Она храбро сражалась, но она просто не предпринимала никаких действий.

Она была актрисой только для театра.

И она умерла из-за этого. Она позволила, чтобы Боливар умер из-за этого.

Мануэла так и не огляделась и не сказала: "Смотрите, дела не должны идти так неправильно. Мой любимый распоряжается половиной континента, и даже мне верны его батальоны. И все же эта женщина не погналась за наживкой!"

Мануэла не сказала врачу Боливара, который, по слухам, был ее любовником: "Скажите этому человеку, что он не сможет жить без того, чтобы я была постоянно рядом с ним, и повторяйте это ему, пока он не поверит в это, или мы найдем сюда другого врача".

Мир был открыт перед ней. В то время как Теодора, жена императора Юстиниана I[245], правившего в Константинополе[246], простая циркачка и проститутка, правила жестче, чем ее муж, вместо своего мужа и за его спиной — и, кроме того, заставила его жениться на ней — Мануэла никогда не могла принести четырехведерную корзину золота и отдать Боливару для его неоплаченных солдат, с ответом: "Просто нашла это, дорогой" на его вопрос: "Откуда, черт побери, ...?" — после того, как пленные роялисты заботливо освобождались бы из тюрьмы за выкуп с помощью ее окружения и друзей-офицеров. Она никогда не отдала дочь известного семейства, выступающего против нее, солдатам-неграм и не спросила затем: "Какое сверхзнаменитое семейство — следующее?"
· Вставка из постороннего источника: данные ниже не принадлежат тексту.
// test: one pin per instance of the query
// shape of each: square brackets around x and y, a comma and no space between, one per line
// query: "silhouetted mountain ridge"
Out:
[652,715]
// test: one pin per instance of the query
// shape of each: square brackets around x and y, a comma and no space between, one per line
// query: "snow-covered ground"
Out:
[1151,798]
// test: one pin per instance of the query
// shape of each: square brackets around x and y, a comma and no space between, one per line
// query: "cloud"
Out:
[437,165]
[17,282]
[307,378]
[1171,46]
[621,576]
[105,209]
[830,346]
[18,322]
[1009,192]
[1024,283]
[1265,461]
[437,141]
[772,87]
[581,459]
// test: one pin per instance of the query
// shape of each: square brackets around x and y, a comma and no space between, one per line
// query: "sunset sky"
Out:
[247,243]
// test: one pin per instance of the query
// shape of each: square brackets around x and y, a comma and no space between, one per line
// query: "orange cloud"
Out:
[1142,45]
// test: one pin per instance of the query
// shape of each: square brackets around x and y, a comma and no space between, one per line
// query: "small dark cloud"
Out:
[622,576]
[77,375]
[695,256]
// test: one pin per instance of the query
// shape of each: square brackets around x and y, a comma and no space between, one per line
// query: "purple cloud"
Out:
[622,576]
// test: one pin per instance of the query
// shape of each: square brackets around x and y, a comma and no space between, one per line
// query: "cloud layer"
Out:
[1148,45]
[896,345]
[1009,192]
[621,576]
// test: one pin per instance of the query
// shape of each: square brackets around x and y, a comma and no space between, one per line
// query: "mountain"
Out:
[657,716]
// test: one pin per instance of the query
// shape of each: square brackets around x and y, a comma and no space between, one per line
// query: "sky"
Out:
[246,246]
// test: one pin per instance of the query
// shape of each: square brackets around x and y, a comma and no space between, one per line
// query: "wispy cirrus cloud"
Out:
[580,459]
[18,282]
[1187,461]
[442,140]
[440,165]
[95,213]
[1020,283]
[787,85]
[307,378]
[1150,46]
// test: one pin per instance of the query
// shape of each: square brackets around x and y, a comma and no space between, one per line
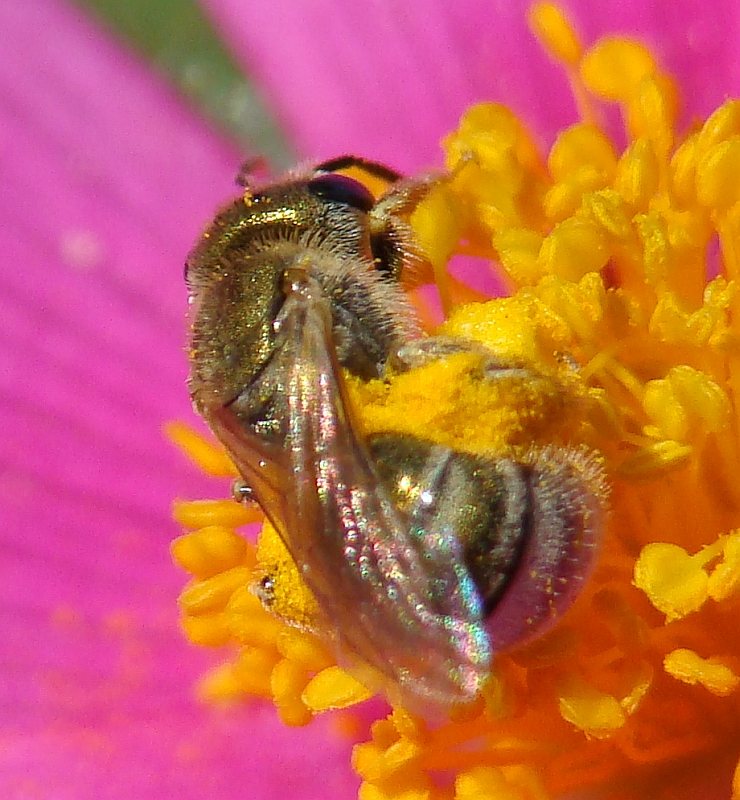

Она даже имела звание полковника, но пользовалась им только потому, что днем носила мужскую одежду. Это была грубая, безжалостная земля, а не игра в музыкальном салоне.

Так что Мануэла, без гроша в кармане, непредусмотрительная, умерла в нищете нелегкой смертью, изгнанная врагами и брошенная друзьями.

И почему бы друзьям ее не бросить? Они все бедствовали до такой степени, что не могли помочь ей, даже если бы и хотели — но ведь она когда-то имела власть сделать их платежеспособными. И не воспользовалась этим. Они были в нищете до того, как они победили, но ведь после этого они фактически управляли страной. И после этого — зачем сохранять плохую привычку к нищете?